Russia, Iran, China, North Korea, Venezuela and Myanmar are on it -- along with the likes of Hong Kong and Macau as Chinese-controlled territories.

'Crying' with families

Carstens said 24 Americans had been released in the previous 24 months.

The Foley Foundation estimates there are still more than 50 Americans held in foreign prisons for varying reasons.The State Department did not give a "wrongfully detained" figure, citing the sensitivity of cases.Gershkovich is one however.

There are many "desperate" families, Diane Foley told the forum."We are finding with wrongful detainees, that they are being held longer and longer because captors make it very difficult to get them out."

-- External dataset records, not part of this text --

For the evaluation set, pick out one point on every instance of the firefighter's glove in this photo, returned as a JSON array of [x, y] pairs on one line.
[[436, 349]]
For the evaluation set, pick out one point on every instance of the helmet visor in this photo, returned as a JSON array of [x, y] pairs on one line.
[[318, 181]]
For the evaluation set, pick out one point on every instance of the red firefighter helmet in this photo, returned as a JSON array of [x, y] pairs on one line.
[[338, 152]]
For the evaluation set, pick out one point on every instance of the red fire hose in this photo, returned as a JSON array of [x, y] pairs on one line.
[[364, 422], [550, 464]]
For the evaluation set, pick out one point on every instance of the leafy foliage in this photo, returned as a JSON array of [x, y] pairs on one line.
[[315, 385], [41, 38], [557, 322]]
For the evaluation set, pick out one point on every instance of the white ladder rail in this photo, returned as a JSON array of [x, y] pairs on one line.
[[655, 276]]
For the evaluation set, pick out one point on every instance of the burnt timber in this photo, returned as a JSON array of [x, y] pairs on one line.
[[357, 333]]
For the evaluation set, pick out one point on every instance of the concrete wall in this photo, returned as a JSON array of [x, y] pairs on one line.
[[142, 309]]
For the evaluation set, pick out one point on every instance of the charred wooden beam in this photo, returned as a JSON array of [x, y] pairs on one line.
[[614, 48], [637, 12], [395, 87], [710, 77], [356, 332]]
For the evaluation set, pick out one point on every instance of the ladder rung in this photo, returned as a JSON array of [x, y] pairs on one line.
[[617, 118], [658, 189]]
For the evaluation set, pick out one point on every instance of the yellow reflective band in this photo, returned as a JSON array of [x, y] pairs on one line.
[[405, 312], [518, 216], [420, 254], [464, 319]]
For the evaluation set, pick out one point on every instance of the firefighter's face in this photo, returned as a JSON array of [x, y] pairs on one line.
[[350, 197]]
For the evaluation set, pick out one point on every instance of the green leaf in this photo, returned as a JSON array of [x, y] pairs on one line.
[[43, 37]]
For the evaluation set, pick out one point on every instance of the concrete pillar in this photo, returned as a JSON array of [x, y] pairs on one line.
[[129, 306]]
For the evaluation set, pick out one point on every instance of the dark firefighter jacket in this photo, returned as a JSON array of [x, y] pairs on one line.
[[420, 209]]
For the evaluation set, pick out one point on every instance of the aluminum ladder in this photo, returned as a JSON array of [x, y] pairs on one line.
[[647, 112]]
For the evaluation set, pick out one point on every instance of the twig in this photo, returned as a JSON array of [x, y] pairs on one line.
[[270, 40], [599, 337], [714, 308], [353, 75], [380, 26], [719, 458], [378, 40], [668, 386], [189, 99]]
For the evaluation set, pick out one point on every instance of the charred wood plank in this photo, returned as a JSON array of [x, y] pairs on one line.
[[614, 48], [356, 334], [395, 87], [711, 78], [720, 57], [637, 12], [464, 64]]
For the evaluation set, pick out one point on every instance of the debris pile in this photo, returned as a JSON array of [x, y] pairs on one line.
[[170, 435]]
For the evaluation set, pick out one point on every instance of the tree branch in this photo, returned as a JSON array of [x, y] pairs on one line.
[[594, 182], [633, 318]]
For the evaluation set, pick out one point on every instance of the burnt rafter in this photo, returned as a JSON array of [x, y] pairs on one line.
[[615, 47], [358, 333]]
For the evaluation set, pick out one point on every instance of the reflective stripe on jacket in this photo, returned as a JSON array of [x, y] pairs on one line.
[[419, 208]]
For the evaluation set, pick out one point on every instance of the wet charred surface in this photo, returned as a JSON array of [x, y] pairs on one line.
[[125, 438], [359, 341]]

Carstens said he spends up to four hours a day speaking with families of detainees.

"My office is like a hospital emergency room, it is 24/7 activity," he said.

"If someone calls at 10 at night on a Friday we don't have the option of saying, 'Call us Monday, I left work at five.' We are going to pick that phone up and if they want to cry for two and half hours -- and that has happened -- we are going to be crying there with them."

The envoy said his team has the power to discuss release deals.The office "has ability to go and talk to and negotiate with ISIS if they take an American," he told the forum.

Unlike some Western nations, however, the United States says it does not pay ransom, believing that would incentivise hostage-taking.

'Pawns' between powers

Vina Nadjibulla, an international relations professor at the University of British Columbia whose husband, Michael Kovrig, was one of two Canadians detained in China for more than 1,000 days, said Western countries must make greater use of negotiations to free what she called "pawns in international affairs".

"My own research shows that as we get deeper into the geopolitical competition and as we are in this new environment, I think wrongful detentions by state actors will continue to increase," she said.

Kovrig and Michael Spavor only left China in September 2021 on the day that Canada freed Chinese Huawei executive Meng Wanzhou, who had been wanted in the United States on fraud charges.

Nadjibulla said that some countries "weaponise their judiciary" for diplomatic gain and called Iran "a perpetual offender"."They essentially have a whole enterprise around this."